EDUCAÇÃO


A era da ignorância vem de longe

Código genético da palavra compra uma passagem para a pré-história

Se é possível que a ignorância jamais tenha sido tão influente e orgulhosa de si quanto em nosso tempo, como comprova qualquer breve passeio pelas redes sociais, desfazer nossa ignorância sobre a história da palavra nos leva longe no passado.

Vamos descobrir então que o termo que designa o "estado daquele que não tem conhecimento, cultura, em virtude da falta de estudo, experiência ou prática" (definição do Houaiss) pertence a uma família linguística nobre, com raízes na pré-história e descendentes espalhados pelo mundo.

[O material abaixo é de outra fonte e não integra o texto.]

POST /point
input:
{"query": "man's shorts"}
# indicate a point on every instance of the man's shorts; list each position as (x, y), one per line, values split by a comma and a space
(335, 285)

Convém ir com calma. Ignorância é uma palavra que chegou ao português no século 14, vinda do latim "ignorantia" (falta de conhecimento, ausência de saber), na qual o prefixo indica negação.

A quem quiser saber mais sobre essa fascinante aventura científica, recomendo o livro "Latim em Pó" (Companhia das Letras), de Caetano Galindo. 

No capítulo "O povo dos cavalos", o autor torna acessível o que é complicado por natureza —em suas palavras, "a história de como um bando de humanistas, dotado apenas de livros (...), elaborou um método revolucionário".

O elemento "gno" é fácil de identificar em outras palavras da língua portuguesa ligadas à ideia de conhecer, como cognição, prognóstico e diagnóstico —ou de desconhecer, como incógnita, agnóstico e ignóbil (o que não é nobre; baixo, vil). Todos esses são vocábulos de credenciais gregas ou romanas.

No entanto, nem sempre o "gno" se deixa ver tão claramente. 

Diante do verbo conhecer e do substantivo conhecimento, temos que recorrer ao antepassado latino "cognoscere" (conhecer pelos sentidos) para identificá-lo.

Há casos em que ele se disfarça ainda mais. Como a grafia "gnoscere" (conhecer) caiu em desuso no latim clássico, substituída por "noscere", muitos descendentes do velho "gno" passaram a circular incógnitos por aí.

É o caso, por exemplo, de nobre (de "nobilis", conhecido, ilustre), notícia e noção —sim, essa mesma noção que anda rara no mercado.